La seconda convinzione diffusa riguardo l’esplosione degli articoli autobiografici è che il racconto di una persona sulla propria vita sia sempre quello più interessante. Con queste confessioni personali crediamo di avvicinarci di più alla verità, come suggerisce il nome alternativo di Ozy alla rubrica “Venerdì in prima persona”: “Storie vere”. Ma se questo fosse vero, non ci sarebbero mai state le biografie, i diari di viaggio o perfino i romanzi, che si basano sulla premessa che un narratore invisibile capisce la verità sui personaggi, spesso incapaci di giudizi obiettivi su se stessi, meglio dei personaggi stessi. Non ci sarebbero le rubriche di consigli, o gli psicologi.
Leggendo molti articoli autobiografici penso spesso che vorrei che chi li scrive avesse avuto un interlocutore esplicitamente visibile nell’articolo, qualcuno che avesse fatto più domande e offerto un punto di vista esterno. Prendete questo racconto di una cinica scrittrice newyorkese che ha un’esperienza inaspettatamente eccezionale in una bottega di un cartomante, e che segretamente diventa una cartomante a sua volta. Inevitabilmente è molto divertente, ma non riesco a smettere di pensare a quanto sarebbe potuto essere più divertente e rivelatore se fosse stato scritto da un giornalista che fosse andato nello studio della donna a indagare un po’ più a fondo di quanto abbia fatto lei stessa sul perché, esattamente, i tarocchi la abbiano resa capace di risolvere quei problemi – difficoltà con la carriera, un’ossessione per un ex – per i quali la maggior parte di noi annaspa per una vita intera, e senza riuscire a risolverli. La sua risposta è banalmente: i tarocchi mi stavano «raccontando una storia sulla mia vita (…) Nella mia vita litigavo con qualsiasi cosa perché ero insoddisfatta».

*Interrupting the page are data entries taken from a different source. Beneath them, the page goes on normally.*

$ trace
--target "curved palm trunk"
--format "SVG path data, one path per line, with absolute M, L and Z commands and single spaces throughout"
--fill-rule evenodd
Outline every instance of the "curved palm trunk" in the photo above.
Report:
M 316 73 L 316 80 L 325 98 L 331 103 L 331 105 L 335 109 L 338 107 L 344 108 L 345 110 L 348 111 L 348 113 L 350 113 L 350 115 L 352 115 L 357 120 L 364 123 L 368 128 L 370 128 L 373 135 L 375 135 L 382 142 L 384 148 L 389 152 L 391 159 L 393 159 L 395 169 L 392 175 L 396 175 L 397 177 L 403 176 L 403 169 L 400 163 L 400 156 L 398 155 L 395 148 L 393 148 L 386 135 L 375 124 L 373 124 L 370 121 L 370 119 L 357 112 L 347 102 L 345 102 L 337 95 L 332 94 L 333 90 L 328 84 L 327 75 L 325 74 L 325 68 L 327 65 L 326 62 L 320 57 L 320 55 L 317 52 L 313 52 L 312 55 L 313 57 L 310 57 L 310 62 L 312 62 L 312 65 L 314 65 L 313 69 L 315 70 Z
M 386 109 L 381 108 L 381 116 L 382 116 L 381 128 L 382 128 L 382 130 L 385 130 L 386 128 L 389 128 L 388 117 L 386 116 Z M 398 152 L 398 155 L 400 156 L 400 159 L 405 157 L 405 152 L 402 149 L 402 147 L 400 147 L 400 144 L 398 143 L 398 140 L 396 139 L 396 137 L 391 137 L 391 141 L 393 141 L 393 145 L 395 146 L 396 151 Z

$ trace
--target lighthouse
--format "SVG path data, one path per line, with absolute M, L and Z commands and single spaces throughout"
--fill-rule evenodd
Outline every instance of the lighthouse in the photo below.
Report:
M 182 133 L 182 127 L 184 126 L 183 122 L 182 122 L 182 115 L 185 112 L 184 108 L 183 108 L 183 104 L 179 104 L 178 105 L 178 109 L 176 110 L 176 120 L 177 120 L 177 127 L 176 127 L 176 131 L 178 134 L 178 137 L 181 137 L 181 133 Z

O vedetela dal punto di vista opposto. Pensate a uno dei più brillanti articoli pubblicati recentemente, sull’ex presidente georgiano Mikhail Saakashvili, caduto in disgrazia, che fa lavoretti qua e là come barista o fattorino a Williamsburg, cercando di sentirsi di nuovo importante e al passo coi tempi. Quel ritratto era una divertentissima, toccante e intensa rivelazione sui tormenti e sul tedio del leader di una piccola nazione, mitizzato dall’Occidente come un portatore di democrazia e poi violentemente emarginato dai suoi concittadini. «Williamsburg è parte della trasformazione democratica» dice con fare premonitore al giornalista, che nel frattempo lo descrive mentre corre attorno a un mercato hipster con scarpe da ginnastica verde fosforescente vantandosi di fronte a chiunque sia disposto ad ascoltarlo di «un mio amico, uno dei più importanti sceicchi degli Emirati Arabi», e comprando cinquanta orologi fatti con vecchi libri per «la mia biblioteca presidenziale».
Ora immaginate se fosse stato un articolo autobiografico, scritto da Saakashvili stesso. Si sarebbe potuto intitolare “Come il mio paese ha abbandonato la vera democrazia e io l’ho ritrovata a Williamsburg”. Sarebbe stato ridicolo. Tutta quella tristezza e quelle sottili verità, tutta la discrepanza tra come ci immaginiamo e chi siamo veramente – la discrepanza che sorregge l’intera commedia tragica dell’esistenza umana – si sarebbe perduta. A volte le verità più profonde sono quelle che non possiamo proprio affrontare da soli.